The peaks and mountain passes of Trans-Ili Alatau bear the names of different explorers, cosmonauts, revolutionaries, pilots, statesmen, and other prominent figures. Namings also come from names of forms and reliefs - Trapezium, Window (Taschoky), Raw, Rocky, Stony, etc. The highest point of the Trans-Ili Alatau ridge is Talgar Peak - about 4,980 meters.

Some of the peaks and summits of Trans-Ili Alatau are Talgar Peak, Sergo Ordzhonikidze Peak, Youth Peak, Mayakovsky Peak, Antikainen Peak, Zoya Kosmodemyanskaya Peak, M. Mametova Peak, Big Alma Peak, Kumbel Peak, Titov Peak, Ozerny Peak, Khan-Tengri Peak, Tuyuksu Peak (Tuyuksu Glacier).

== List of peaks and summits ==

=== Antikainen peak ===
Located between the peaks of Otechestvennaya Voina and Manshuk Mametova. The peak was named after Toivo Antikainen, a Finnish politician, one of the organizers and leaders of the Communist Party of Finland. The peak is shaped like a pointed tower 4,000 meters high and rises 6–7 meters above the ridge. The Mametova Glacier slides down the northern slope of the ridge. July 7, 1940 a group of Almaty climbers led by I. Mezdrikov climbed the peak for the first time.

=== Kumbel summit ===
Kumbel peak is located in the Kok-Zhailau tract. Kumbel translates as "sandy ridge, sandy pass, sandy back" or fine-rocky ridge from the Kazakh language. Kumbel peak is one of the eponymous hills of the ridge. The height of the peak is 3,280 meters. The ridge is covered with scree and there is almost no eternal snow. The ridge is clearly visible from anywhere in the city of Almaty, and climbing the mountain is not difficult.

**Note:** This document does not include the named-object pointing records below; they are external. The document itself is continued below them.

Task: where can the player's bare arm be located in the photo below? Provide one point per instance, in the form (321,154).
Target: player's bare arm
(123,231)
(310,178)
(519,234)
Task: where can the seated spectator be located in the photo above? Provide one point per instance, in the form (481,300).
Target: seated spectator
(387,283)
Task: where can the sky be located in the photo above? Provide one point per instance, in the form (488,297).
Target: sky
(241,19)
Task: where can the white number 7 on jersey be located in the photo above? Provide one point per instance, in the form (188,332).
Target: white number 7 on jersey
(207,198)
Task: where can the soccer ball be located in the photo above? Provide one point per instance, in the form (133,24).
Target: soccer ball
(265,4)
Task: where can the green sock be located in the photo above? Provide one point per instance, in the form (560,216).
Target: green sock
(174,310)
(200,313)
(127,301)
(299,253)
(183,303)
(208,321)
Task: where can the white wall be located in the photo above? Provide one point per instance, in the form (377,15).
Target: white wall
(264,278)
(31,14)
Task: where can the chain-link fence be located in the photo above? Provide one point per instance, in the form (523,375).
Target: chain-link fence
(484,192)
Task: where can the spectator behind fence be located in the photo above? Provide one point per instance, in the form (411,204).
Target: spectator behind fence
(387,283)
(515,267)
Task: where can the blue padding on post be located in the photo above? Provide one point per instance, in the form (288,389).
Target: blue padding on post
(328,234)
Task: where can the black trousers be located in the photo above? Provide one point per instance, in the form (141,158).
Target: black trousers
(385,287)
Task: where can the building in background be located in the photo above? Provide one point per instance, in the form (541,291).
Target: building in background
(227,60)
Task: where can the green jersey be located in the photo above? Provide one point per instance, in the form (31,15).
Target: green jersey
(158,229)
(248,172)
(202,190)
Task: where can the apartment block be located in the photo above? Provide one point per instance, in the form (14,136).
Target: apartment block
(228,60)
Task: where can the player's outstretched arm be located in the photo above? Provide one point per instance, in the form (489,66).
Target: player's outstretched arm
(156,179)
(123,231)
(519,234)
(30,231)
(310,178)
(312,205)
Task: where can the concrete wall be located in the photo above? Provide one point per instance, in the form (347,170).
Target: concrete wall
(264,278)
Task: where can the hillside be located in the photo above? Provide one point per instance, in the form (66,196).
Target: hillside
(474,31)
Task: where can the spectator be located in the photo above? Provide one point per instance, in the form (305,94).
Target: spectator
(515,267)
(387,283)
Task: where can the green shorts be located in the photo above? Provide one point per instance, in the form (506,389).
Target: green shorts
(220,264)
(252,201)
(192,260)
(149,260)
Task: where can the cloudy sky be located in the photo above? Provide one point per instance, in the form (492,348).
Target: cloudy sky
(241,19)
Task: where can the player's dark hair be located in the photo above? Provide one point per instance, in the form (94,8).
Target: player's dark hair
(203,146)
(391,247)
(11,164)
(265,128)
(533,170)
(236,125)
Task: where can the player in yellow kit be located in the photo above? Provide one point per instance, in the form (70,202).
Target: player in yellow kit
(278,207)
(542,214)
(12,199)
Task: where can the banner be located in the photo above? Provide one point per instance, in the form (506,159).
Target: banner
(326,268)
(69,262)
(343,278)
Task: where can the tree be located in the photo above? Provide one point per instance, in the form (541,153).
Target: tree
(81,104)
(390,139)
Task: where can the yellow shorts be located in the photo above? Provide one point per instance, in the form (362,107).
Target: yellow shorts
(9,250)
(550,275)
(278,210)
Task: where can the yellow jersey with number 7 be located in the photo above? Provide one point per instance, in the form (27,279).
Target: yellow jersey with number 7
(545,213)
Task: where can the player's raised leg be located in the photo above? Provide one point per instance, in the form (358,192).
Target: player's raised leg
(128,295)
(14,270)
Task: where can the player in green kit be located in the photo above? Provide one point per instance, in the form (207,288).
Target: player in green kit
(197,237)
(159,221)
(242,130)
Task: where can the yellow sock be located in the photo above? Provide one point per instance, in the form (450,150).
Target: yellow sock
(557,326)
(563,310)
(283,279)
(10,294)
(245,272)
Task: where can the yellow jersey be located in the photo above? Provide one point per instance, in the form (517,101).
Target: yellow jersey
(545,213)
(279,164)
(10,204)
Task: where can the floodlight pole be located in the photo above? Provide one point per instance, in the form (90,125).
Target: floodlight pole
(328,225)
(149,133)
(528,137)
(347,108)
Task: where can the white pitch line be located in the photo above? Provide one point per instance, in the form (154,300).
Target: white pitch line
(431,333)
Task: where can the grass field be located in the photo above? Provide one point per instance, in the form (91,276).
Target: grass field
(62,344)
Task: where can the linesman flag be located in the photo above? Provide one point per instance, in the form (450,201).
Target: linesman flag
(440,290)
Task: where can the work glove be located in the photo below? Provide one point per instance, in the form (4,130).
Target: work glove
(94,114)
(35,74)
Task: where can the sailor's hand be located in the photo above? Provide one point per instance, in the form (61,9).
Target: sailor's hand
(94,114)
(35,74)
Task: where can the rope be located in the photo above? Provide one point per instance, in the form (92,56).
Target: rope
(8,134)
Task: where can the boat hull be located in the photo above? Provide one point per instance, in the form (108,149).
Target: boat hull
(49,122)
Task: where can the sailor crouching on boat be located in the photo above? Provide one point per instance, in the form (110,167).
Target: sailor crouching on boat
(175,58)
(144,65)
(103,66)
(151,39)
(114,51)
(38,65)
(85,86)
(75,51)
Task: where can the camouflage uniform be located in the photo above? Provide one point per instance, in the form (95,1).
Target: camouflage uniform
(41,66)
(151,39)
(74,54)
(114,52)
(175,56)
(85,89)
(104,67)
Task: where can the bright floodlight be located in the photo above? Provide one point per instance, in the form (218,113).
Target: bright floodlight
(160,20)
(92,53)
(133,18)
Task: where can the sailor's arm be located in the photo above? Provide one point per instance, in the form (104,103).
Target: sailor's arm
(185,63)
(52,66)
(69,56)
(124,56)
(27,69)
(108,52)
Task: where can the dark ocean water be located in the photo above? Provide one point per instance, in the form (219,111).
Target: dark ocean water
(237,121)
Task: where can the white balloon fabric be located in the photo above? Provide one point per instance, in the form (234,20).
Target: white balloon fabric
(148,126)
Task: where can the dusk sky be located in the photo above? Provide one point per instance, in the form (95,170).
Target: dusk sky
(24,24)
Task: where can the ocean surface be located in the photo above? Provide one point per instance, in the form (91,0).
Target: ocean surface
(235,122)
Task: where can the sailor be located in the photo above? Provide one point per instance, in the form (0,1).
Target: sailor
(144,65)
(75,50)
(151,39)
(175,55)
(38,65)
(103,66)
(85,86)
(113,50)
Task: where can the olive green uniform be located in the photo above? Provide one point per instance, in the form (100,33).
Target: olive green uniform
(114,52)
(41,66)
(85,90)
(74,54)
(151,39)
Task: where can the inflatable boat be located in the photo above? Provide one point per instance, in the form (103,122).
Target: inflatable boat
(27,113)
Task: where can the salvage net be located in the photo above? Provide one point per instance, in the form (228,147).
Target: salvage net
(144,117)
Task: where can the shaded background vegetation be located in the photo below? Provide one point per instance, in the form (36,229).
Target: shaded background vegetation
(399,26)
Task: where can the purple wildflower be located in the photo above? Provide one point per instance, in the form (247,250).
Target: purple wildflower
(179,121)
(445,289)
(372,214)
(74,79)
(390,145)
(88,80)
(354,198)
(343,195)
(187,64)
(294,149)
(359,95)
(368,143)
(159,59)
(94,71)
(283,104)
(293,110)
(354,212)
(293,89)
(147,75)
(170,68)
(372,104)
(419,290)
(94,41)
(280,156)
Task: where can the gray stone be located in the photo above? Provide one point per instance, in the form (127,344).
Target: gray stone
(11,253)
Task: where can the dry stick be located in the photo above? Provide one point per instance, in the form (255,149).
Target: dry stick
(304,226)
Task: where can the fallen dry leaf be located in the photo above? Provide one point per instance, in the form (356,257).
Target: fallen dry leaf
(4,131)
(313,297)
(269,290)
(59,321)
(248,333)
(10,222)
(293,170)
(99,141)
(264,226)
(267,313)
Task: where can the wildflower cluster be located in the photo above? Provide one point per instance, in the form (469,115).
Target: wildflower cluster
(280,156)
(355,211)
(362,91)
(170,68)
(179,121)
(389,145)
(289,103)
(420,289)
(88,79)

=== Manshuk Mametova peak ===
Located in the main ridge of the Small Almaty spur between Antikainen Peak and eponymous mountain pass (3,750 m). The height of the peak is 4,144 meters. Named after Manshuk Mametova, the hero of the Great Patriotic War.

=== Mayakovskiy peak ===
Mayakovsky Peak is situated to the north of Ordzhonikidze Peak. The height of the peak is 4,208 meters. The peak is a piling up of rocky debris, while the peak itself is staring upwards as a single monolith. The pioneers of the main route were a group of instructors of the Tuyuksu mountaineering camp led by E. Alekseyev and V. Senokosov in 1940.

=== Talgar Peak ===
Main peak of the Trans-Ili Alatau ridge. It has a powerful mountain massif with a trapezoidal shape. The massif consists of 3 unexpressed dome-shaped peaks. Location between South and North Talgar occupies the main talgar. The peak has a high level of complexity.

=== Big Almaty Peak ===
Located in the mountain spur of the Almaty-Alagir massif to the North of the Tourist peak. To the East of the peak is located Big Almaty Lake. The height of the peak is 3680 meters and it's shaped like a pyramid.